Biz Complex Companies Complain Over N.K.’s Saber Rattling

Posted November. 14, 2008 08:15,   


“With buyers canceling orders and raw materials and funds running short, companies operating in the Gaesong industrial complex are feeling the impact of North Korea’s threat,” said Moon Chang-sup, head of the business association of the complex located in the North Korean border city.

Business operators in the complex urged the government yesterday to act decisively at a meeting with South Korean Unification Minister Kim Ha-joong. They said that to remove the uncertainty over the facility’s fate, Seoul must show its firm determination to facilitate inter-Korean business cooperation by actions, not words.

Representatives from 25 companies, who wore grave faces throughout the meeting, pleaded for help while complaining about the government’s lukewarm response.

Other executives are said to have postponed meetings with buyers to attend the talks, underscoring the severity of the situation.

One CEO said he was notified yesterday by a credit guarantee agency that his request for liquidity funds was withheld. “I need to supply raw materials right now to produce goods for next year,” he said.

Another whose business is mainly at the complex after closing a factory in China said, “Since factories are like living organisms, even a one-day closure brings a lot of problems. But I have no choice but to stop operations due to a partner company’s refusal to send raw materials.”

“We’ve never have felt threatened like this before,” yet another businessman said. “The situation is graver than when North Korea conducted a nuclear test and launched missiles. As China and Taiwan separate politics from economic issues, we hope South and North Korea do the same.”

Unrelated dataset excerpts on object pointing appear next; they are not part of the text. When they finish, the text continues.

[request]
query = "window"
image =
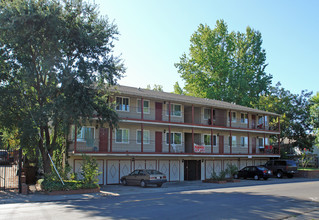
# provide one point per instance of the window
(266, 120)
(234, 117)
(266, 141)
(146, 136)
(244, 118)
(234, 141)
(244, 141)
(84, 134)
(207, 139)
(176, 109)
(121, 135)
(122, 104)
(207, 113)
(260, 142)
(176, 138)
(146, 106)
(260, 120)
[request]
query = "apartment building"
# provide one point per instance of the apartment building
(187, 138)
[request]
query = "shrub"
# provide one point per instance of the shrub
(90, 170)
(68, 185)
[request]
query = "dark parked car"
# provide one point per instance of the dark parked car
(144, 177)
(255, 172)
(4, 157)
(282, 167)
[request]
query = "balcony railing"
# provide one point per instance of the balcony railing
(221, 120)
(156, 147)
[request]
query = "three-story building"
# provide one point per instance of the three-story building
(185, 137)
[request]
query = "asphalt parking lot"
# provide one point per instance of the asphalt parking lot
(193, 185)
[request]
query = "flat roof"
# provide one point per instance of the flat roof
(165, 96)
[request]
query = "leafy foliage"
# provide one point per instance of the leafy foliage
(68, 185)
(314, 114)
(90, 170)
(225, 66)
(55, 62)
(295, 123)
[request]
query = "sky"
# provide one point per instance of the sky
(155, 34)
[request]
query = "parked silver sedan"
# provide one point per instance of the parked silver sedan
(144, 177)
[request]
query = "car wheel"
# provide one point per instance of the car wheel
(143, 183)
(279, 174)
(124, 182)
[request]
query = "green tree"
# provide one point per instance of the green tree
(56, 65)
(295, 123)
(225, 66)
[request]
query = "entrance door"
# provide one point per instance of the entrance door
(221, 144)
(253, 144)
(104, 133)
(192, 170)
(158, 111)
(158, 141)
(253, 121)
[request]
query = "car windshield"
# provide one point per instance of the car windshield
(262, 168)
(152, 172)
(3, 153)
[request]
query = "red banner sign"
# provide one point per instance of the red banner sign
(199, 149)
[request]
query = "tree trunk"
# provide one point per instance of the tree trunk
(45, 158)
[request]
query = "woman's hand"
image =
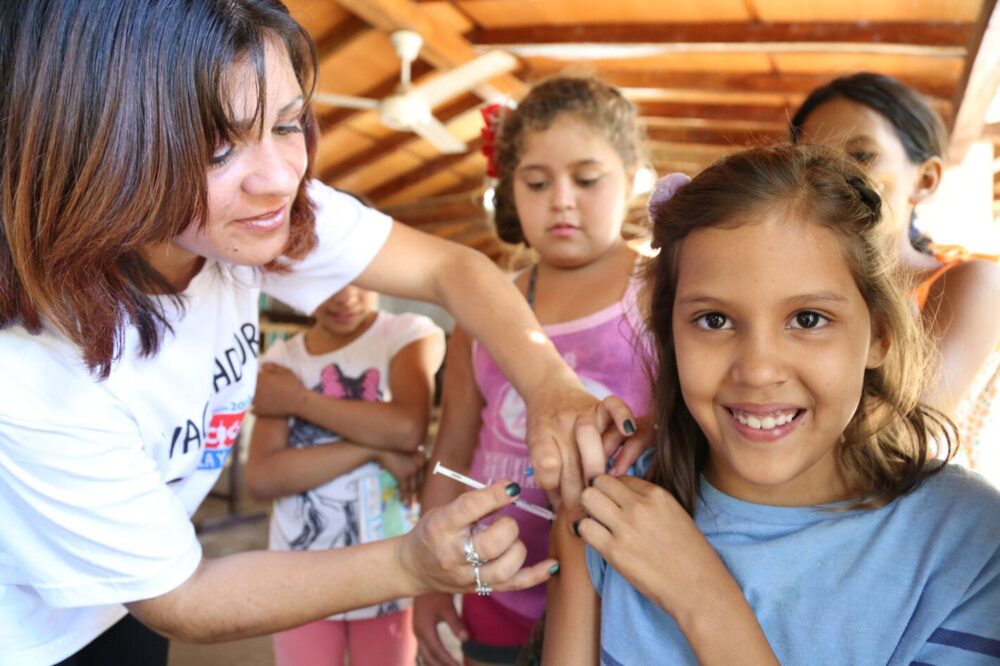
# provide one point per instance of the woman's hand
(429, 611)
(570, 436)
(433, 552)
(408, 468)
(279, 392)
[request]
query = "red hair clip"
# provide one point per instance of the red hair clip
(492, 113)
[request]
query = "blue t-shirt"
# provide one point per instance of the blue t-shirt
(917, 581)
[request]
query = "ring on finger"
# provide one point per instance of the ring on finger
(482, 589)
(471, 556)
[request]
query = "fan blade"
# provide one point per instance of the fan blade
(456, 81)
(347, 101)
(438, 136)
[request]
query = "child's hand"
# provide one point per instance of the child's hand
(408, 468)
(279, 392)
(563, 456)
(429, 611)
(641, 530)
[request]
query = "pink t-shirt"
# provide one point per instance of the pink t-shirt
(609, 353)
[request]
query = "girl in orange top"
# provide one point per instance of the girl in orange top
(892, 132)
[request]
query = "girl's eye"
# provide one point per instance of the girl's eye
(862, 157)
(714, 321)
(284, 130)
(808, 320)
(222, 155)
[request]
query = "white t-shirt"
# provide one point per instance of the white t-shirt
(351, 508)
(98, 479)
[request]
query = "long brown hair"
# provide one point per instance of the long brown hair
(600, 106)
(884, 451)
(109, 112)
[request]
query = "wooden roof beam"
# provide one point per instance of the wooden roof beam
(329, 116)
(980, 82)
(443, 47)
(936, 34)
(734, 137)
(424, 171)
(341, 35)
(726, 112)
(747, 82)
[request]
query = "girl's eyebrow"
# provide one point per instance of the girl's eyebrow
(825, 297)
(590, 161)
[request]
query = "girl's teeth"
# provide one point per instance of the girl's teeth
(766, 423)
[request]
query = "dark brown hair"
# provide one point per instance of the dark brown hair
(600, 106)
(884, 452)
(110, 111)
(917, 126)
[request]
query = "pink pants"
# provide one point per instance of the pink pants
(381, 641)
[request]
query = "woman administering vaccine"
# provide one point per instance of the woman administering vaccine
(154, 181)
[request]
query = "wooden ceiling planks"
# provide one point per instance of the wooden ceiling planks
(709, 76)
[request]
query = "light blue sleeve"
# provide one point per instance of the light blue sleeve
(970, 635)
(597, 566)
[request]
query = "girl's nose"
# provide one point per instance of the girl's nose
(563, 196)
(759, 362)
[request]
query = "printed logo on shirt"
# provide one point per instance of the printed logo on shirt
(230, 364)
(222, 433)
(214, 436)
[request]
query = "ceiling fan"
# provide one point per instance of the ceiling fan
(409, 107)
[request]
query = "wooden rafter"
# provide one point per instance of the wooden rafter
(980, 83)
(943, 34)
(426, 170)
(443, 47)
(753, 82)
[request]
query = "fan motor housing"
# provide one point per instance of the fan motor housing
(402, 112)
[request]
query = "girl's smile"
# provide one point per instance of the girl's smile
(764, 423)
(771, 368)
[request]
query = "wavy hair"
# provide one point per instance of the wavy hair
(884, 451)
(110, 111)
(917, 126)
(600, 106)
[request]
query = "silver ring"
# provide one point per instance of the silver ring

A company representative whose factory began operation in November last year said he has a deluge of calls from clients on if he can finish their orders on time. “Persuasion is not enough to assure them,” he said. “A decline in orders means the end of business.”

Another CEO stressed the gravity of the situation, recounting what North Korean Lt. Gen. Kim Yong Chol asked him when Kim came for an inspection Thursday last week.

“Unlike at other companies, Kim stayed at mine for 45 minutes and said, ‘Why don’t you move to the South? How long it will take to move? We will recover the land because it belongs to the military,’” he said.

Despite the North’s nuclear test and missile launches, South Korea has come up with no fundamental solutions to the problem, said another company representative, adding, “Calm responses don’t solve problems. The government should devise clear countermeasures to prevent a repeat.”

“The government says it is doing its best. In the eyes of businesses here at the complex, however, the government’s efforts are so insufficient, it seems to have waited for such moves from North Korea,” said another CEO.

The business representatives urged Seoul to come up with practical solutions by the end of this month.

To this, Unification Minister Kim said, “Some demand that the government respond to the North’s threat with firm determination. The government is always supporting you, so we hope for no overreaction to the situation.”